Così il turismo conquista il popolo dei super foodies

by Mariangela Traficante | 30 Gennaio 2020 14:21

Il 53% di viaggiatori nel mondo si dichiara turista enogastronomico, dall’81% dei cinesi, target in forte crescita, al 42% dei britannici. E i millenial guidano il trend, anche se i super foodies del futuro che gli operatori dovranno tenere d’occhio saranno quelli della Generazione Z: i nati dopo il 1996.

«Il 70% ha affermato di viaggiare per godersi esperienze enogastronomiche memorabili, e il 50% sono viaggiatori frequenti». Lo spiega Roberta Garibaldi, analizzando i risultati dell’edizione 2020 del Rapporto sul turismo enogastronomico italiano, realizzato sotto l’egida della World Food Travel Association e dell’Associazione italiana turismo enogastronomico.

Ma se l’Italia emerge ai vertici di sette degli indicatori considerati nel confronto con i maggiori competitor europei (produzioni di eccellenza, aziende vitivinicole e olearie, imprese di ristorazione, musei del gusto, birrifici e città creative Unesco legate all’enogastronomia), i “vicini di casa” riescono spesso a fare meglio sul fronte dell’organizzazione del prodotto.

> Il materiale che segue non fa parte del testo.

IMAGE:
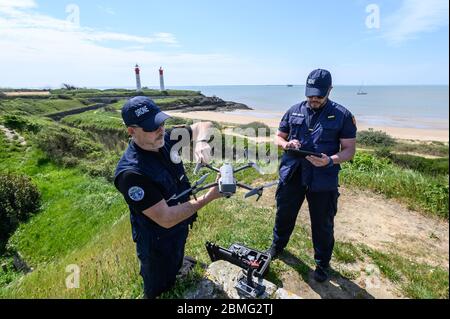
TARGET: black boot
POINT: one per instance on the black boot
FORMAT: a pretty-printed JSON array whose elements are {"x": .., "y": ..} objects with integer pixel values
[
  {"x": 321, "y": 274},
  {"x": 274, "y": 252}
]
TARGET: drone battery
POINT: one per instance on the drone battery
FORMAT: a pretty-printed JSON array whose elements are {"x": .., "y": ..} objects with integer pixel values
[{"x": 227, "y": 183}]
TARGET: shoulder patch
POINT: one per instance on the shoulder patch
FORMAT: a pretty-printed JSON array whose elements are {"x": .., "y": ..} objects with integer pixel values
[{"x": 136, "y": 193}]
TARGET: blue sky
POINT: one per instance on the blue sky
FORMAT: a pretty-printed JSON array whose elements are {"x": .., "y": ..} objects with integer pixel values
[{"x": 199, "y": 42}]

Quali sono le azioni che gli operatori devono assolutamente intraprendere? Le sintetizza proprio Garibaldi. «Analisi dei dati, informazioni a turisti e operatori, incentivi alla digitalizzazione e per l’assunzione di hospitality manager nelle aziende food and wine ma anche per l’allestimento di spazi turistici al loro interno, bandi per il rilancio dei mercati».

Mentre siamo forti sulle cooking class, prodotti come i food tour sono ancora un po’ indietro rispetto ai competitor, mentre le visite ai produttori vanno un po’ svecchiate e allargate a esperienze come distillerie e fabbriche di cioccolato, sempre più richieste.

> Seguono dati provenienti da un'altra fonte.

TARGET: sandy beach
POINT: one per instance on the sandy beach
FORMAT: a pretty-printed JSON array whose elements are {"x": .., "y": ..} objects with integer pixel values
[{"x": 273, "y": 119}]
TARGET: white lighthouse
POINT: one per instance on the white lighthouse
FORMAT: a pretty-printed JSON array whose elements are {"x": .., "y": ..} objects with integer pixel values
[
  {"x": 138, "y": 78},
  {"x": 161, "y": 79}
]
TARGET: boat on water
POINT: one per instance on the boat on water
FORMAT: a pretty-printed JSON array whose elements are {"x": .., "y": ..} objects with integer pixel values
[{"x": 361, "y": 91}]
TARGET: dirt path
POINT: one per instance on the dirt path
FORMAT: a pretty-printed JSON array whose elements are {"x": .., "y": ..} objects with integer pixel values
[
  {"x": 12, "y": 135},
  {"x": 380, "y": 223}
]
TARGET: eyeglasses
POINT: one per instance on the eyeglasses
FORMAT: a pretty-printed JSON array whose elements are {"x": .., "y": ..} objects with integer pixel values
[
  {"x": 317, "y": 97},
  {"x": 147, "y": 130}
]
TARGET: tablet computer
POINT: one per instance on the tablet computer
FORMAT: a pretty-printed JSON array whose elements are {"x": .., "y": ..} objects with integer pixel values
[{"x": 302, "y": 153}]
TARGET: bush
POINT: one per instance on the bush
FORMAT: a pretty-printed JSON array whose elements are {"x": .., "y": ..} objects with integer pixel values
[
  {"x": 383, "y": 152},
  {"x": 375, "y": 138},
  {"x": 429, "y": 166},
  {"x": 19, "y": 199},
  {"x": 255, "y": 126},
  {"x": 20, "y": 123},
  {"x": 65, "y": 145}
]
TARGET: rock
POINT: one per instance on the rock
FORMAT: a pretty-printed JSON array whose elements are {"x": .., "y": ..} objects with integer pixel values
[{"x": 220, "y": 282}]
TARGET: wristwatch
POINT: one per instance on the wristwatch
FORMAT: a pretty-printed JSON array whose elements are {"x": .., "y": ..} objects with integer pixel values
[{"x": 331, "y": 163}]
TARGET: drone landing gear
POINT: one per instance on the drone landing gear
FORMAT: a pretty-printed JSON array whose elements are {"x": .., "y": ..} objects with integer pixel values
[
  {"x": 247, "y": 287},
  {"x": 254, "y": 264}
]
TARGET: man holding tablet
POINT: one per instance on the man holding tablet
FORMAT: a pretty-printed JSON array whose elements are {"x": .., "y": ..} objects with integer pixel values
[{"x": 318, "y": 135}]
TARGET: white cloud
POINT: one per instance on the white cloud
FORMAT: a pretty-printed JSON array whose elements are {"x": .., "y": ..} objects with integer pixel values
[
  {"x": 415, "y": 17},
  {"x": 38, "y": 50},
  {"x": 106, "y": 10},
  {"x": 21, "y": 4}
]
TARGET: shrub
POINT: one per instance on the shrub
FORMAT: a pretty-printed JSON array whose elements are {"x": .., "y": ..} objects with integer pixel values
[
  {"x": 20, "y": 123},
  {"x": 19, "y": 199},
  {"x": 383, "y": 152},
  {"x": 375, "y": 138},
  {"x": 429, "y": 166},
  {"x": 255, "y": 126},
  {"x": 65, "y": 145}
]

MARKETING, DESIGN E GAME. È un turismo che cambia, e non è (più) solo gourmet. È vero che il 48% si è recato in un ristorante di questo tipo negli ultimi due anni e la percentuale sale al 68% tra i turisti enogastronomici, ma il profilo vincente oggi è quello eclettico: cresce la richiesta di esperienze come food truck, bar e dimore storiche sede di aziende, corsi di cucina. «I grandi chef possono servire come testimonial ma non sono un fattore determinante», aggiunge Garibaldi.

In generale l’offerta italiana ha ancora da lavorare su diversi fronti: «Serve un approccio più marketing oriented, partire dall’analisi dei dati per conoscere i clienti: poche cantine in Italia tengono traccia dei visitatori per lavorare sulla fidelizzazione. E per competere con i concorrenti – con ottime case history che arrivano dalla Napa Valley o dal Cile – serve innovazione della proposta: design, gamification, attività per coinvolgere i clienti, personal wine trainer, destination manager.

LE LAMENTELE DALL’ESTERO. Un altro trend in crescita sono gli hotel tematici, con un occhio all’evoluzione social, compreso Tik Tok, «l’app più scaricata ora ma che ha preso ancora poco piede in questo ambito».
Fondamentale poi, investire nella comunicazione su cui l’Italia mostra ancora carenze: «Dall’indagine che abbiamo condotto l’87% dei t.o. stranieri esprime giudizio positivo sull’offerta italiana, ma lamenta limiti sul fronte di informazioni e accessibilità. La Francia per esempio ha un sito specifico come anche la Spagna, e la Germania dedica al segmento una sezione del portale», aggiunge Garibaldi.

L’INVITO ALLE AGENZIE. Come risponde l’Enit, che ha patrocinato il rapporto, a questo trend in crescita ma con alcune lacune? «Ci siamo posti proprio l’obiettivo di lavorare insieme a settori come design e food per promuovere la destinazione unendo le forze con le aziende produttrici del made in Italy – spiega il presidente Giorgio Palmucci – Vogliamo una crescita destagionalizzata e che non sia concentrata nelle destinazioni classiche, l’enogastronomia permette di esplorare mete meno conosciute».

E gli operatori del trade italiano? Il rapporto non li ha presi direttamente in considerazione, ma Garibaldi li invita a farne tesoro: «È un tema che può essere valorizzato da parte delle agenzie di viaggi, specie quelle incoming, che hanno questa opportunità in più di vendita e fatturato».